Currently the P2 is a challenge for me, I try to find, run and hoard as much examples I can find, to get a 'feeling' of the assembler code. What I really like is, that fastspin shows the pasm output and is for me very helpful. Propbasic does this also and is a nice tool to use for the P1.
exciting times!
Mike
I used only one way flow for the emulated sinc3 filter to get maximised update rate on the filter. LUTRAM was used to mailbox the final filter stage, every eight clocks, to be decimated by a slower loop without any variation in the sinc3 filter loop time.
That's when I discovered the garbaged data when the decimation sampling was at a specific phase alignment to the filter update. And, thinking about it, probably was also the cause of the partial garbaging when decimation was not synchronised to the sinc3 filter.
EDIT: Here's a link - https://forums.parallax.com/discussion/comment/1457556/#Comment_1457556
That's the sinc3 part. Note it doesn't have a LUTSON but is writing to $3ff. The other cog does the LUTSON to be able to read that written data.

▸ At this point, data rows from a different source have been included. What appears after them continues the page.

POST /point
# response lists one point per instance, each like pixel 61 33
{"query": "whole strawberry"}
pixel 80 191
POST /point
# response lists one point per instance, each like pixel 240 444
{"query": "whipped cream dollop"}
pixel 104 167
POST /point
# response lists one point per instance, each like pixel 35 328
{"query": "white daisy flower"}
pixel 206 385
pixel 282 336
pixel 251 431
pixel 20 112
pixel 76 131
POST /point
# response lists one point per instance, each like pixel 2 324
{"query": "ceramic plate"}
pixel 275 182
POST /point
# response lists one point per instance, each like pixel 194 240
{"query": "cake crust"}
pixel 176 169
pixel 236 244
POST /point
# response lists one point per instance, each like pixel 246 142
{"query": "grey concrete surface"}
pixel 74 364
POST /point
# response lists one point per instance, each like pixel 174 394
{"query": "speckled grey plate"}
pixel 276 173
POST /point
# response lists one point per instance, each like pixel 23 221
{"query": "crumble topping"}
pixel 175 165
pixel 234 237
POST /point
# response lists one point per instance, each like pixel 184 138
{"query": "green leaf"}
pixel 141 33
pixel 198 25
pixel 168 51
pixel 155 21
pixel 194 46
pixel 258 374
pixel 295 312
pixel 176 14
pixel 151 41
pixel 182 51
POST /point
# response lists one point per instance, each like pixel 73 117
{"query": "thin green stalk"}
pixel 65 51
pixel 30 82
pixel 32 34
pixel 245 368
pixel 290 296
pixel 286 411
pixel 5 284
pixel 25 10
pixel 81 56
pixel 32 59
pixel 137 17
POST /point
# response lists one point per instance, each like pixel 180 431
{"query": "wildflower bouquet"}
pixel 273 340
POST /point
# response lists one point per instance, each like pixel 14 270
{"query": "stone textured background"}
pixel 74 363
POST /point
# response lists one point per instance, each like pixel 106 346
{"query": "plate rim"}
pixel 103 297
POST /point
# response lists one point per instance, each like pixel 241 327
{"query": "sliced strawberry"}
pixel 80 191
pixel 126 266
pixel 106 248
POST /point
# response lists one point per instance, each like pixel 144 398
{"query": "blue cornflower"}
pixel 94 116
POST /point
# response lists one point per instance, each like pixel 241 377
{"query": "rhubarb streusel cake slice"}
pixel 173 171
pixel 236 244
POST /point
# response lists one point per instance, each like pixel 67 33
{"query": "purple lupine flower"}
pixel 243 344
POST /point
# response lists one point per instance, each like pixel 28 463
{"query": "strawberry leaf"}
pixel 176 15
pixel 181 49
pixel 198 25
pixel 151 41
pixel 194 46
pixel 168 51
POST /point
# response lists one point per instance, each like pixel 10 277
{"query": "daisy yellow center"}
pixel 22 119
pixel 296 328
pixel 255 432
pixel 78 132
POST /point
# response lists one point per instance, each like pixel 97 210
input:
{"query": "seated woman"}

Hey Mike, I tried putting the cogstop 0 before the cognum and cognum2. The program doesn't run that way on my Eval board.
oddly enough, when I put cogstop 0 both before AND after the cognum definitions... it works fine.
It's obvious that I don't really understand much of what Pnut is doing but I'm not going to worry about it as long as I can somehow manage to get things running.
I hate feeling like I'm doing "Poke and Hope" programming, but I'll wait for the "Real" tools to be available before I worry much about understand the nuts and bolts of the compiler.
Code works fine that way. Thanks!
That brings the instructions I think I understand up equal to the number of impossible things I can believe before breakfast.
a single-producer/single-consumer pair needs no other locking as each cog only alters its own event counter.
I set up a pair of cogs sharing LUT.
Be prepared for both event counts to glitch on rare occasions because of the hardware flaw with lutRAM sharing. Here's some test code to show the issue - https://forums.parallax.com/discussion/comment/1462672/#Comment_1462672
I saw the code in your link but I have no idea if I'm running into anything similar.
I will eventually need to have two cogs sending data back and forth through the LUT. Is there any quick "Trick" you know of ( inserting delays, etc ) to ensure that I'm not running into this issue?
1. Use COGATN or LUT write hardware event types.
2. Use the "long repository" mailbox feature of a spare smartpin.
EDIT: Removed LOCKREL event from list because it is a hub-op with variable stall amount. A hubRAM mailbox could also be used with bigger stalls again.
Good, it does appear to inherently recover from the glitch. Just be wary of this if you start expanding features of your code.